Les répliques d'Ozempic et de Mounjaro seront interdites en Australie

« Il suffit de consulter les rapports récents d’individus touchés par des activités aggravées à grande échelle pour se rendre compte des dangers posés. Cette action protégera les Australiens du danger et sauvera des vies.

La préparation de médicaments est devenue une activité importante pour les start-ups de télésanté en ligne, telles que Eucalyptus, soutenue par Woolworths, et Midnight Health de NIB, qui utilisent les consultations médicales numériques pour prescrire les médicaments.

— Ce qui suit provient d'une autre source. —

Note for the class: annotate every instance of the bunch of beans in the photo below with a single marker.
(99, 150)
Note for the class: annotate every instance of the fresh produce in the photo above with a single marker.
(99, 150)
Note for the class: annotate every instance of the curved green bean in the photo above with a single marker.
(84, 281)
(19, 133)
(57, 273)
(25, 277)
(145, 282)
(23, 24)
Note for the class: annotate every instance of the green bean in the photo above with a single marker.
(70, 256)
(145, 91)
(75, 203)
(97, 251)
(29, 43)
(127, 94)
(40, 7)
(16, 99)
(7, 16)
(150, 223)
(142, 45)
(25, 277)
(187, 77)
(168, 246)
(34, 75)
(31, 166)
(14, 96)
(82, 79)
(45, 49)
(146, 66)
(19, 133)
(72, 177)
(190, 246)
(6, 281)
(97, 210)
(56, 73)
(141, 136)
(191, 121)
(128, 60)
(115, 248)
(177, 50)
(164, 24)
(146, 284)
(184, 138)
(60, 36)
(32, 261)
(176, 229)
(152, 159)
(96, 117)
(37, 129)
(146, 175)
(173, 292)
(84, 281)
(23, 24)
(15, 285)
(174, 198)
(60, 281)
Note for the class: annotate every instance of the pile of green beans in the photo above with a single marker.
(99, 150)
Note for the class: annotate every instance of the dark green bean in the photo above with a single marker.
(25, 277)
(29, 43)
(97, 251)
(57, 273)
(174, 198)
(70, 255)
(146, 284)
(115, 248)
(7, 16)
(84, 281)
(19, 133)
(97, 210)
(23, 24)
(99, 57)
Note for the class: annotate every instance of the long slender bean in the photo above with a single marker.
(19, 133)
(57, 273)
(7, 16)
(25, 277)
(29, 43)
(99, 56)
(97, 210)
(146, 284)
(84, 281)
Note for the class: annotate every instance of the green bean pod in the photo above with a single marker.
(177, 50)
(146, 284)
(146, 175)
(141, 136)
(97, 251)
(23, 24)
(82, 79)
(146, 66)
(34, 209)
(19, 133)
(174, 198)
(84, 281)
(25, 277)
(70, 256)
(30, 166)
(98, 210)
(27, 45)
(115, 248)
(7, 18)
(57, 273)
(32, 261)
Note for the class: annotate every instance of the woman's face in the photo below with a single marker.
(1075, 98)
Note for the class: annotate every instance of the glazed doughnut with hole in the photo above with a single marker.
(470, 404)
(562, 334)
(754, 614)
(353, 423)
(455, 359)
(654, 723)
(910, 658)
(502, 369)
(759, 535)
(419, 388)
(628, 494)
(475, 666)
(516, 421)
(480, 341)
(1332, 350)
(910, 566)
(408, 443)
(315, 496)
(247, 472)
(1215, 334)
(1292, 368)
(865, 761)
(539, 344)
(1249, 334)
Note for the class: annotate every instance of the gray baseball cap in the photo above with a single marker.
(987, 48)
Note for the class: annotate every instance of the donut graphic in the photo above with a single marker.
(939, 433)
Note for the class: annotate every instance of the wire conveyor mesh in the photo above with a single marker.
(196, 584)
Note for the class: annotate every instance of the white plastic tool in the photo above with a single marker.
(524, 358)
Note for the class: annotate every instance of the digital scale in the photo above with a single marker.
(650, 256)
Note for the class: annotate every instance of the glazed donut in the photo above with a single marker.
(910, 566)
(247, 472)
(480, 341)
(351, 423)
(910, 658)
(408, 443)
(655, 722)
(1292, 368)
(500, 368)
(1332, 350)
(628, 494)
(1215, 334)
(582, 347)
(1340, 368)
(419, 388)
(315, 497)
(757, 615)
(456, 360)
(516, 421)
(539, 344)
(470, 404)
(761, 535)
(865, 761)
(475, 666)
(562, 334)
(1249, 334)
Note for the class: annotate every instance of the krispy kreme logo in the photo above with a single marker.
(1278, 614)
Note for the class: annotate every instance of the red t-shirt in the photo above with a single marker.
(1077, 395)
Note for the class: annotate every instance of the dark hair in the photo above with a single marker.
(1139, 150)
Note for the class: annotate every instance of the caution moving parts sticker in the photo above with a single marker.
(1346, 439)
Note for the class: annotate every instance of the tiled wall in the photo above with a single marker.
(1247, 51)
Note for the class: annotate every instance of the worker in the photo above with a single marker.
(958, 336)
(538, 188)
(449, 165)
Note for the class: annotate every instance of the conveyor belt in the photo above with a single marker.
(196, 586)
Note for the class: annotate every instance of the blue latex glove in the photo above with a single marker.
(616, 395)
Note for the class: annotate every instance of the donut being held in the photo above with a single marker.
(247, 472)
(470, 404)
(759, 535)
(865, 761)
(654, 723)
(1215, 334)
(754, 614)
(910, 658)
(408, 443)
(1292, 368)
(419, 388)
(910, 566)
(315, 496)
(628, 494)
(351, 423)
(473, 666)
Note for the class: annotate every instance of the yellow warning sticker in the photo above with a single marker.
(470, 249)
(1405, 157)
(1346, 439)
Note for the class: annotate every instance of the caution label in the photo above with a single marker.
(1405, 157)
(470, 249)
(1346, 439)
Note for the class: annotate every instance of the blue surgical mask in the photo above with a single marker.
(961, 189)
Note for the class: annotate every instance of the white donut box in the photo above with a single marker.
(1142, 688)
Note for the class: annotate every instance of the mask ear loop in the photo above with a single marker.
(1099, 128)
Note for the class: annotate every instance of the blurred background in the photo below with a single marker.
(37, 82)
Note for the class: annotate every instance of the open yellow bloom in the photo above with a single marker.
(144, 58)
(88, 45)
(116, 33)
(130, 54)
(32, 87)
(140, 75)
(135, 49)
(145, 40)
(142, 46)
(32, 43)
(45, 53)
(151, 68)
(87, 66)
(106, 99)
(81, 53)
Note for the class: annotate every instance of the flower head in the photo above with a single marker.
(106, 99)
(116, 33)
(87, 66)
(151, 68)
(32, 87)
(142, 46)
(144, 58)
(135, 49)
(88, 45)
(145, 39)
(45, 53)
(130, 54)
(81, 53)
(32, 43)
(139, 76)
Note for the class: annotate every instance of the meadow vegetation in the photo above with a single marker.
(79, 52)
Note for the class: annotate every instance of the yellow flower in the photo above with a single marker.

Cette pratique a rencontré une résistance de la part des fabricants – les géants pharmaceutiques internationaux multimilliardaires Novo Nordisk et Eli Lilly – dont les bénéfices ont grimpé en flèche au cours des deux dernières années.

Ozempic et Mounjaro ont été conçus pour le diabète, mais les essais menés par l'entreprise ont rapidement montré que les patients avaient perdu jusqu'à 15 pour cent de leur poids corporel, ce qui a fait monter en flèche le cours des actions et a fait la une des journaux sur leur révolution dans l'avenir de l'obésité.

Ozempic est subventionné à 31,60 $ en Australie pour le diabète de type 2, mais est fréquemment acheté « hors AMM » – c'est-à-dire dans un but pour lequel le médicament n'a pas été approuvé – pour perdre du poids à un prix plus élevé, à partir de 130 $ par mois en fonction de la posologie. . Mounjaro est arrivé sur les étagères australiennes l'année dernière mais n'est pas subventionné par le gouvernement. La TGA affirme que les pénuries de ces deux produits devraient persister.

Les médicaments très médiatisés entraînent des effets secondaires : les plus courants sont les nausées, la diarrhée, la constipation et la déshydratation, bien que la Food and Drug Administration américaine enquête également sur le risque d'effets secondaires plus graves, notamment la perte de cheveux et les idées suicidaires.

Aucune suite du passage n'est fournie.